In general, the ED provider should be sure to initially keep a broad differential when a patient presents with chief complaint of “crying”. History and physical remain the most important aspects when assessing an infant with excess crying. If after a careful history and physical exam, there are no obvious causes of excess crying and no indications have arisen for need for further lab or imaging studies, then the diagnosis of colic may be considered. The mainstay of treatment for infantile colic includes providing parental support and help coping with their infant’s symptoms and attempting to reduce the risks of parental stress and depression as well as child abuse.[2] All families should be offered psychosocial support, often in the form of social work consultation or close outpatient follow-up to provide on-going support. Calling the patient’s pediatrician can be an important and helpful step to help provide ongoing support to the family beyond the walls of your ED.

CASE RESOLUTION

You provide reassurance to the patient’s mother and consult social work for maternal support and then discharge the patient home with pediatrician follow-up.

TAKE-AWAYS

  • In general, colic should only be diagnosed after exclusion of other causes of excessive crying.

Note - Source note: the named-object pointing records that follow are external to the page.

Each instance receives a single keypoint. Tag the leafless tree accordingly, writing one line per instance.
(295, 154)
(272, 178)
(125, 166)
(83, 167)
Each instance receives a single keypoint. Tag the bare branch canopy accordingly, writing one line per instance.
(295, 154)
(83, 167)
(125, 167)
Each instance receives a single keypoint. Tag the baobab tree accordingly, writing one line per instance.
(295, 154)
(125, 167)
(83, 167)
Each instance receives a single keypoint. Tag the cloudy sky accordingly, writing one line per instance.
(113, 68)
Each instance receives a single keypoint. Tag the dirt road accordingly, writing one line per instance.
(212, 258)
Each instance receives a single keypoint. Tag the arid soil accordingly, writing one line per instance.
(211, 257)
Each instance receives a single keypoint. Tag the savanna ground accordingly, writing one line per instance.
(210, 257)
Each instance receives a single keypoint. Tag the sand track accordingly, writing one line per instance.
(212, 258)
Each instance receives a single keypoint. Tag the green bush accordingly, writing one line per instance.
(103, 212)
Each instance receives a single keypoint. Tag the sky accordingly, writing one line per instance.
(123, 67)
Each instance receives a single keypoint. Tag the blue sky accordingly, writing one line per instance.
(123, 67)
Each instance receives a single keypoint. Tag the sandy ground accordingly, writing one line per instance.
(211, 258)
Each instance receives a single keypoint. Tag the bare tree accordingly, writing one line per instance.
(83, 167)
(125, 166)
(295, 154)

  • A thorough history and review of systems is necessary to gain insight into potential factors contributing to the crying infant’s presentation.

  • The emergency medicine provider must have a systematic approach to the physical exam in the infant presenting with excess crying.

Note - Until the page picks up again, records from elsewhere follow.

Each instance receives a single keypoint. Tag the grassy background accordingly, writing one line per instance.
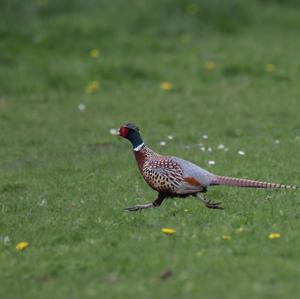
(65, 179)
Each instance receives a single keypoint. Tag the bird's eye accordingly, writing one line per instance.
(123, 132)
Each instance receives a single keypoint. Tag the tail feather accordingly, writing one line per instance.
(228, 181)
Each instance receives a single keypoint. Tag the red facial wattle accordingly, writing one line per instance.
(123, 132)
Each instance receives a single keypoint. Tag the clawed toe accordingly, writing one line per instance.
(214, 205)
(133, 209)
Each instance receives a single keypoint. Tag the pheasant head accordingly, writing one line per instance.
(131, 132)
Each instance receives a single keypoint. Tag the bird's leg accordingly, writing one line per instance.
(156, 203)
(209, 204)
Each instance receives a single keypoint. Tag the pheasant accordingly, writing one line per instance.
(174, 177)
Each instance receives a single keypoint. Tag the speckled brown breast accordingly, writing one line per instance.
(161, 173)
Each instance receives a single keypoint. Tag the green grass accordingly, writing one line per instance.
(65, 179)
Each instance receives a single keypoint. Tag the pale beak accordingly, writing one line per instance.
(114, 132)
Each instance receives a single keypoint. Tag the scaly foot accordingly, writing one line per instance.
(139, 207)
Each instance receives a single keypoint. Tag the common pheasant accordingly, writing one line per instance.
(174, 177)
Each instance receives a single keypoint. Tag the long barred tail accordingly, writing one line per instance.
(228, 181)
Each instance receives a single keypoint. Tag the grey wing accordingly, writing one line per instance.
(193, 171)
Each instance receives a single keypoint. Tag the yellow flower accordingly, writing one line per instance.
(167, 86)
(22, 245)
(168, 231)
(92, 87)
(226, 237)
(274, 236)
(41, 3)
(94, 53)
(192, 9)
(210, 65)
(270, 67)
(240, 229)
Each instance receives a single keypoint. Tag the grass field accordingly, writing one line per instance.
(234, 68)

  • When diagnosing infantile colic, parents should be offered psychosocial support to help with coping and to prevent long-term adverse events such as parental depression or child abuse.


AUTHOR: Michelle Myles, MD is a second-year emergency medicine resident at Brown University/Rhode Island Hospital

FACULTY REVIEWER: Meghan Beucher, MD is a pediatric emergency medicine physician at Hasbro Children’s Hospital


REFERENCES

  1. Herman M, Le A. The crying infant. Emerg Med Clin North Am. 2007;25(4):1137-vii. doi:10.1016/j.emc.2007.07.008

  2. Sung V. Infantile colic. Aust Prescr. 2018;41(4):105-110. doi:10.18773/austprescr.2018.033

  3. Freedman SB, Al-Harthy N, Thull-Freedman J. The crying infant: diagnostic testing and frequency of serious underlying disease. Pediatrics. 2009;123(3):841-848. doi:10.1542/peds.2008-0113

  4. Allister L, Ruest S. A systematic approach to the evaluation of acute unexplained crying in infants in the emergency department. Pediatr Emerg Med Pract. 2014;11(3):1-18.

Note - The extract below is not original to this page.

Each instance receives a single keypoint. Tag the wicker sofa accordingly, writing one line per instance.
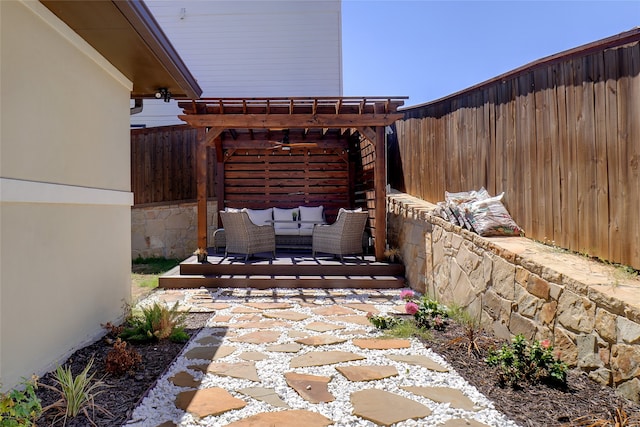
(343, 237)
(293, 227)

  5. Matijasic N, Plesa Premilovac Z. Inconsolable Crying in Infants: Differential Diagnosis in the Pediatric Emergency Department. Clin Pediatr (Phila). 2019;58(2):133-139. doi:10.1177/0009922818798389

  6. Theiler M, Schwieger-Briel A, Cont M, et al. Bilateral palatine ulcers in a neonate: Bednar’s aphthae. Archives of Disease in Childhood 2018;103:1020.

  7. Tennant PW, Pearce MS, Bythell M, Rankin J. 20-year survival of children born with congenital anomalies: a population-based study. Lancet. 2010;375:649-656.